While I surf, Adam tries to locate details.

Most of the labs have calendars on the walls.

And I notice that as we go back the lights become dimmer and the tanks become smaller. There are no more HappiMats. We hear sirens and explosions, and we travel through labs that all smell of metal and gunpowder. But each tiny jump is a new kind of pain. By the time we reach 1908 I have bled thousands of pints of blood and vomited and pissed myself and fallen asleep in my own shit, and each time—every moment—I have just wanted to crawl into my nest, because something I am born with tells me it's good and comfortable in my nest, but all the time I have known that there's something not right about my existence. I either don't have a nest, or someone has taken it away, or I simply know that there shouldn't be glass walls around it.

We slow down as the calendars start showing 1907, 1906, 1905....

And then there she is. She's lifting our friend out of a box full of sawdust.

In the console the black mouse she is holding is blurred.

And we jump. We're in.

Chapter Twenty-seven

You now have one choice.

You ... I... We are taking one of the best mice—one of the black ones—and putting it in a box. Does it need sawdust? No, it's not going far, and the dumb animal probably wouldn't take any notice, anyway. Everyone knows that mice don't feel. They don't have a soul, as my friend Dr. Duncan MacDougall will prove just as soon as his experiment in Mass. General Hospital is conducted. The human soul weighs something: He will prove that. Animals do not have souls to be weighed. The mice squeak when I pinch them but it's just a physical reaction. They have no real minds. And the creature shouldn't get used to luxuries, anyway. There won't be much comfort where it is going. But if the scientists like this one, then I feel sure they will order more. Will sawdust make the mouse look better, perhaps? Like a little black chocolate in a box? I can't decide. I take another look inside. The dumb thing is quivering in the corner as though a cat is after it. But it does appear pathetic there on the bare wood of the box. I'll add some sawdust, and then I will get changed.

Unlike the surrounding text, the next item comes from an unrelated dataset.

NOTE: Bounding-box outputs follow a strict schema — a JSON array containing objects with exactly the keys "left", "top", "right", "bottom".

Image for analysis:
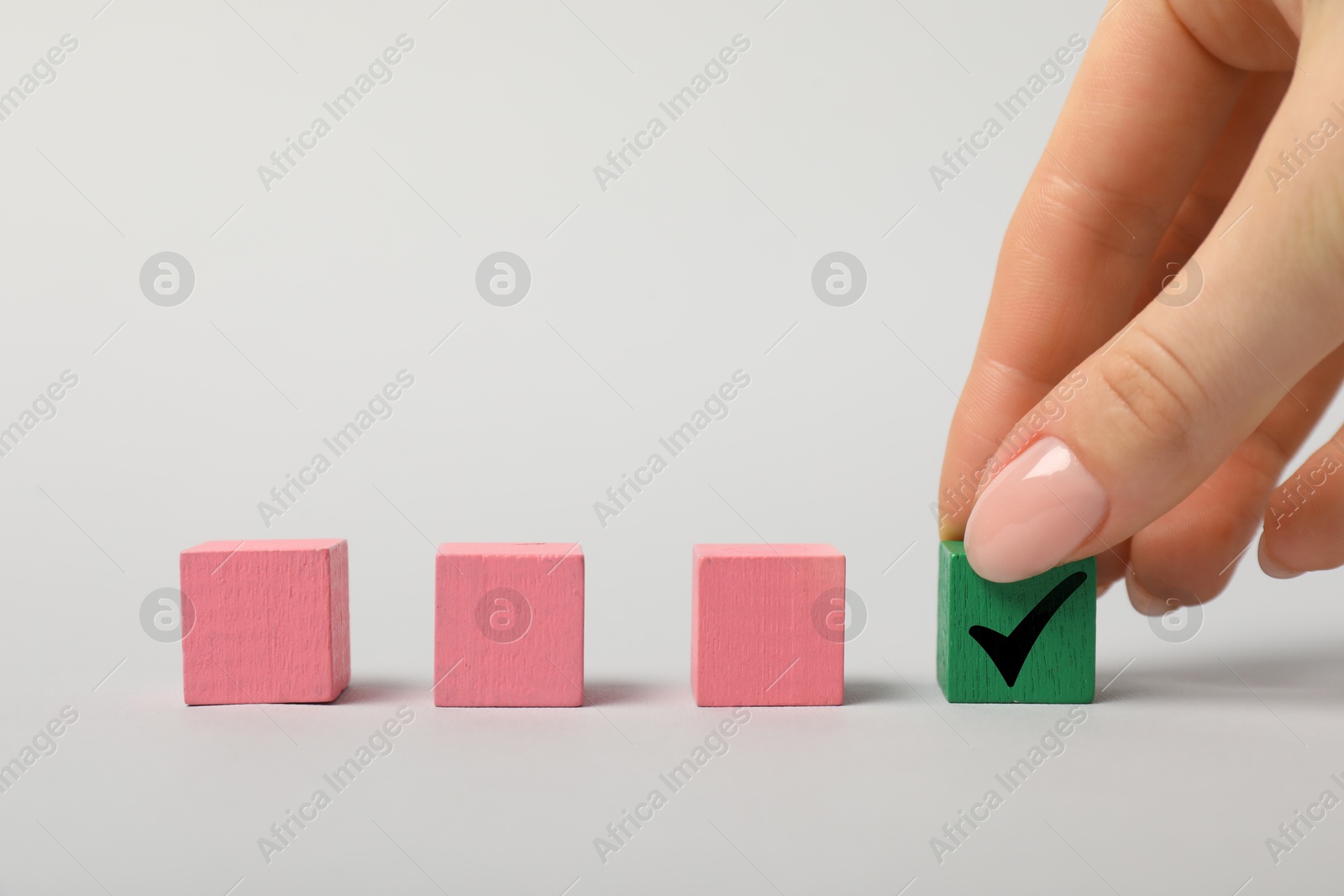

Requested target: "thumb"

This is going to make my fortune. Can it? I'm darned unsure that anything I do will ever go quite right, but with God's will, we all just carry on—the pioneer spirit, just like Mama said. What am I going to wear? I think.... My most fancy formal skirt and that black shawl, although I don't want to look like a widow in mourning. In that case it should probably be the green jacket.

I'll tell him I can supply him with all the mice he needs for his experiments. And then they'll earn their keep at last. The waltzing mice—what a disaster! Why did nobody want the waltzing mice? I thought they'd be exactly the kind of thing that children would adore: little mice that danced around. But then that awful woman pointed out that there was something wrong with them: that they danced because of an ear defect. Well, it didn't take a genius to work out that there was something wrong with mice that danced instead of walked—but it was fun. Why didn't the children love them?

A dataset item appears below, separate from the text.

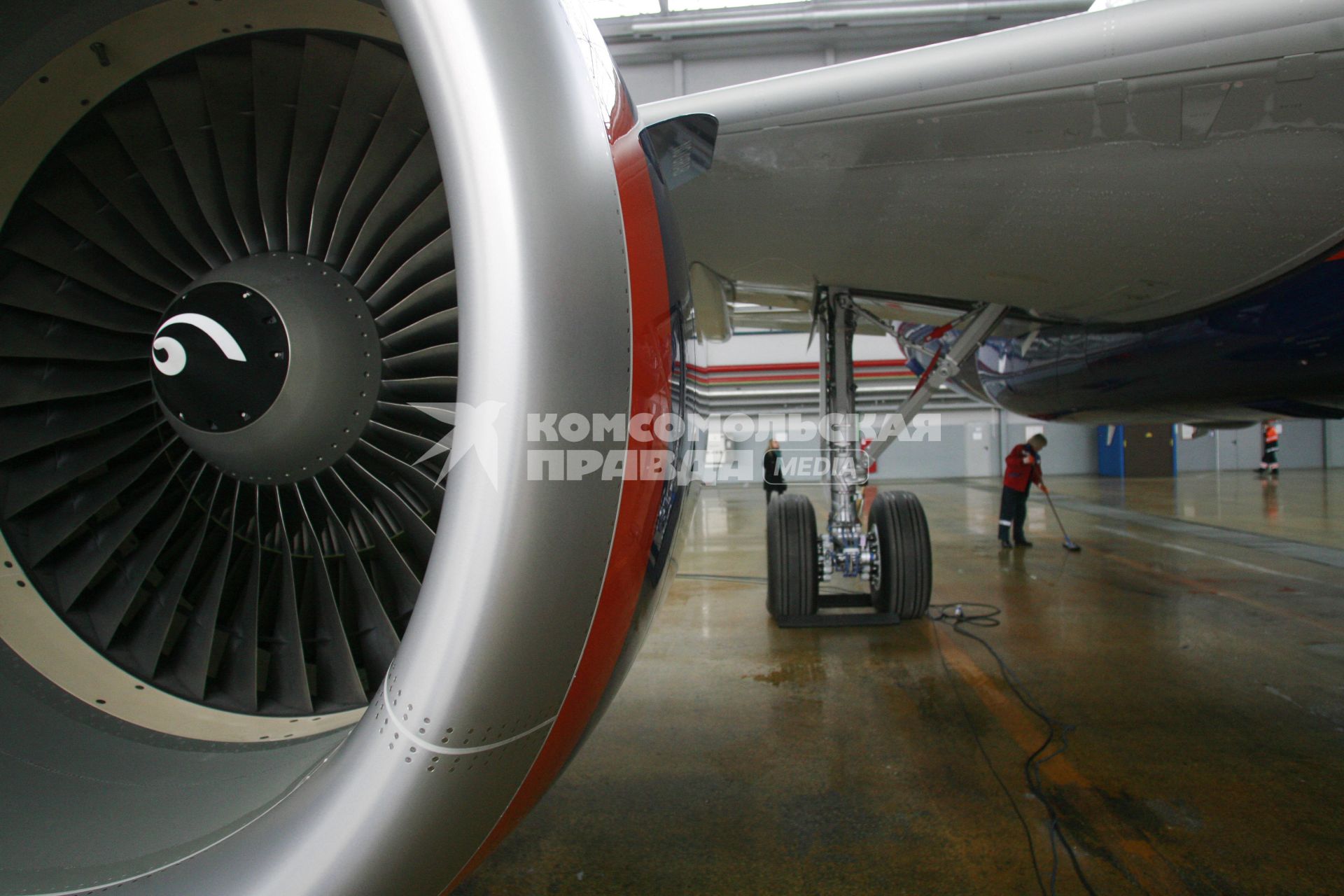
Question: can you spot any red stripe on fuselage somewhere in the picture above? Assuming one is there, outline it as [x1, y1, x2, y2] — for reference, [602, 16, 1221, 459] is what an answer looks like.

It sure is difficult working with fancy mice. It was worse working with poultry. Was it easier working with the children in the school? I can hardly remember. No, now I come to think of it, that was the worst of all. Being a schoolteacher was the worst of all the dead-end paths in my life. The children did have minds, and that made a difference, somehow.

I look at mouse number 57, twitching in his cage. He'll be the next to go.

I think I am a good mouse breeder.

I want to be rich....

"Adam?"

Who is Adam?

"She can hear us."

"I know. Stupid bitch."

Oh my. Oh my. I'm hearing voices. Well, one voice.

"Let the mice go," says Adam.

"I don't think she can hear you. Let me do it. Open all the boxes, Abbie Lathrop, and let the mice go."

Oh my. I feel a little faint. I'll just sit down for a moment. But...

"Let the mice go. You don't know what you're doing. You have no idea of the pain you're causing by your actions. Let the mice go."